The house is a shape everyone has some form of relationship with. Whether it symbolizes comfort, global financial crises in housing market, cookie cutter mediocrity or family, the house as a mundane symbol or object has been elevated to captivating experimental art and high art on several occasions. This weekend we share with you a selection of significant works that adapt houses into art objects.
Urs Fischer‘s Untitled (Bread House), constructed of bread, bread crumbs, wood, polyurethane foam, silicone, acrylic paint, screws, tape and rugs leaves every ingredient exposed. Stepping inside this large sculptural work recently at MOCA had the effect of walking inside a decaying fairytale, as the work is naturally allowed to crumble and decompose in exhibition. Stepping over piles of crusts of cinnamon raisin bread amidst dirty rugs and peering up at the bubbled polyeurythane foam that seeps between boards and rows of old bread, the viewer may feel any combination of wonder, amusement and fear- much like Grimms Brothers Fairytales.
An Te Liu‘s Title Deed evolved from the Leona Drive Project in Toronto where a number of vacant tract houses were offered to artists to be reinvented as artistic installations. As this project took place in 2009 in the height of the housing market crash, the artist observed that the simple shape of the existing house represented the 20th century iconic Monopoly board game house pieces. The simple, yet flawless execution of Title Deed situated within a functioning suburban neighborhood carries comical yet heavy implications.
The new work from Australian photographer Jana Maré in a way presents different relationships. Maré’s nude body is found throughout a deteriorating house, interacting with various rooms and structures. The physical relationship expressed in the photos at once recalls the structure’s past incarnation as a home and emphasizes its current dilapidation. At the same time, though, Maré, in using her own body and refusing to use digital manipulation seems to have a nearly uneasy relationship with the camera and viewer – her posing a kind of performance that has been frozen.

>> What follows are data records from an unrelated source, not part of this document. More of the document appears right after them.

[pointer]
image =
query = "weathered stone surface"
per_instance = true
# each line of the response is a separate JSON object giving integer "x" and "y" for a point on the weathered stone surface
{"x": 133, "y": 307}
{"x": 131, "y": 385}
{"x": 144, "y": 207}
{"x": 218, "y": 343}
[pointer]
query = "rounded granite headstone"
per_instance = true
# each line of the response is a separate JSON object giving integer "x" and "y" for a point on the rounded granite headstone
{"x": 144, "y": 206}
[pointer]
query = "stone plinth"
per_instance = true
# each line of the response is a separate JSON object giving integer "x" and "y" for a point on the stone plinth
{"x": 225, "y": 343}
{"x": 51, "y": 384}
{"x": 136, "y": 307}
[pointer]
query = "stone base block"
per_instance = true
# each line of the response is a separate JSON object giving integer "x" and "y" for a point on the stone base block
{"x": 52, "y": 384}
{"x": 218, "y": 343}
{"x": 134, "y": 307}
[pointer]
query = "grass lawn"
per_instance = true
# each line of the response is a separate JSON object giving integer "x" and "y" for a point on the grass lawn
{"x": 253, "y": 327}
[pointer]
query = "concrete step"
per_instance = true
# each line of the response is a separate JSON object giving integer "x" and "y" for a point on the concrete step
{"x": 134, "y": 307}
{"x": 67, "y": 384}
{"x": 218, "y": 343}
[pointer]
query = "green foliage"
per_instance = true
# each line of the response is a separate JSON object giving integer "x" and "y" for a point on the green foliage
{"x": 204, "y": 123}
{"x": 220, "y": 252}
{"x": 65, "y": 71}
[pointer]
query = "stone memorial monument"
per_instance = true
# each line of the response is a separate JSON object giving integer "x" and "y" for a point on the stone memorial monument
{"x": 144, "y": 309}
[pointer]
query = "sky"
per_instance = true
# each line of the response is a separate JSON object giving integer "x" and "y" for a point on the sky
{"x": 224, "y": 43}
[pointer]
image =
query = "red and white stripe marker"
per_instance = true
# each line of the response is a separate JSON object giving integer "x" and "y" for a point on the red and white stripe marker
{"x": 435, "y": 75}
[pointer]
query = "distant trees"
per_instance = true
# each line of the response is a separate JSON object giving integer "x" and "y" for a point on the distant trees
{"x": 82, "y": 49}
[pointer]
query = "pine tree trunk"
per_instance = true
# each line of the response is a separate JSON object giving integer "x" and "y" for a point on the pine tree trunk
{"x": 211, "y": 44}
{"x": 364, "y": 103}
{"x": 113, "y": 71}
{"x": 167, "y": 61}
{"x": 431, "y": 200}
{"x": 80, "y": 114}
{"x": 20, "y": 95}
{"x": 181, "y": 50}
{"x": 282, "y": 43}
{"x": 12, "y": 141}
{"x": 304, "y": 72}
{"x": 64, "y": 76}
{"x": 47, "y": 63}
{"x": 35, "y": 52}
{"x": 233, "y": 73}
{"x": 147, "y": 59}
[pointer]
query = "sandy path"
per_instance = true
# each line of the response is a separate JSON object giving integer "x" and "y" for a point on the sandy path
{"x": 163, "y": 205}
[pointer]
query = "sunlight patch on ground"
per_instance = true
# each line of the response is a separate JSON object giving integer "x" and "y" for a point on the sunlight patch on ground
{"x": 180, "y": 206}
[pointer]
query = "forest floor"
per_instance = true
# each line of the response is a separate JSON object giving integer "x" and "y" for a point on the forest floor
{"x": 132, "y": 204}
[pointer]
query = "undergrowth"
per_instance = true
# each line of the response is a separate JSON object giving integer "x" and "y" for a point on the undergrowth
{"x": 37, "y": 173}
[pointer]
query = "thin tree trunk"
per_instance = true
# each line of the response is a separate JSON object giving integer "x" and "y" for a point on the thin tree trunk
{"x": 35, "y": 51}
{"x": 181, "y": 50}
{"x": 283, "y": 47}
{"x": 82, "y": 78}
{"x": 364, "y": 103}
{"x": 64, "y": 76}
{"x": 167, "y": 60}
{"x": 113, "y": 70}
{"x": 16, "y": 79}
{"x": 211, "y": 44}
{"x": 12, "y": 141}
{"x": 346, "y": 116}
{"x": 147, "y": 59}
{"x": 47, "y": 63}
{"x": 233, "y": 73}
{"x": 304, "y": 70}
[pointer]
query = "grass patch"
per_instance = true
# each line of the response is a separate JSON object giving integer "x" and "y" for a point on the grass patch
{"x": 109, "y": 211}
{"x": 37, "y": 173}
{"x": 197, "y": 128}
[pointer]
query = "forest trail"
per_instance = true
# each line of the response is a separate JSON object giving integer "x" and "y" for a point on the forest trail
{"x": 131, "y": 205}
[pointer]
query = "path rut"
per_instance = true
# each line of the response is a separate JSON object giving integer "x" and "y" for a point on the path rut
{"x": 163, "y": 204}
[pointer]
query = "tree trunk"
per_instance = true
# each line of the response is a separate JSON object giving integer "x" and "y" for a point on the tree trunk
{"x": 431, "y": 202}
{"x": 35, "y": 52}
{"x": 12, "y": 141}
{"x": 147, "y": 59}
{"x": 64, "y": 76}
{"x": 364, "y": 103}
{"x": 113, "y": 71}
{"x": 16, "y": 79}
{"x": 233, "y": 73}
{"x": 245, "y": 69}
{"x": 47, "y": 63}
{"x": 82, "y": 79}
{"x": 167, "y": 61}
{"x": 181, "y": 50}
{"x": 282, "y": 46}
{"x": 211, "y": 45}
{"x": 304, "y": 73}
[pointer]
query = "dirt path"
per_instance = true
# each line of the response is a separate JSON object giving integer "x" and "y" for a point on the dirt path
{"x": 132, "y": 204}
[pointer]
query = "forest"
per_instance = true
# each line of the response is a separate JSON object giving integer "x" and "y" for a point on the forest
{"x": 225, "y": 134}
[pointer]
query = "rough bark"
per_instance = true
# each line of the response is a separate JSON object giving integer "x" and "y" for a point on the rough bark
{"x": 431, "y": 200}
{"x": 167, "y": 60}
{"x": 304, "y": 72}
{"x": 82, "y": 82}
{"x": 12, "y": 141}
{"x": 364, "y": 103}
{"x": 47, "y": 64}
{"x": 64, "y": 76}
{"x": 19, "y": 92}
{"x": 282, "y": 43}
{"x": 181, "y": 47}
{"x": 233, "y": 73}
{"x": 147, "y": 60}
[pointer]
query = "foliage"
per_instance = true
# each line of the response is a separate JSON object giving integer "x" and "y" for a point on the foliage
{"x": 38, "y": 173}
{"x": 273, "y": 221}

For anyone who grew up in the 80′s & 90′s, Hiroyasu Sakaguchi’s House T will look vaguely familiar, namely because House T is laid out like a level in Mario, or most other Nintendo games for that matter. All the spaces in a house that we have gotten used to as individual, semi-private rooms have been stripped of their walls and joined into one long inter-connected space. I love it because it reminds us of the tension between psychological and physical space, how we compartmentalize various aspects of our life into respective spaces. House T reminds me of Gordon Matta Clark’s work, albeit much cleaner, Japanese, and way less punk rock, but the altering of our perception of space is in them both. (via)
The work of Johan Björkegren feels like a fairy tale, with twists and turns. It’s what I pictured when I was 5 and holding the covers hearing stories. It is decrepid and pronounced, and can, at times, feel like a house that won’t stop squeaking. It feels loved and nurtured, but it doesn’t believe in purity or the idea of white.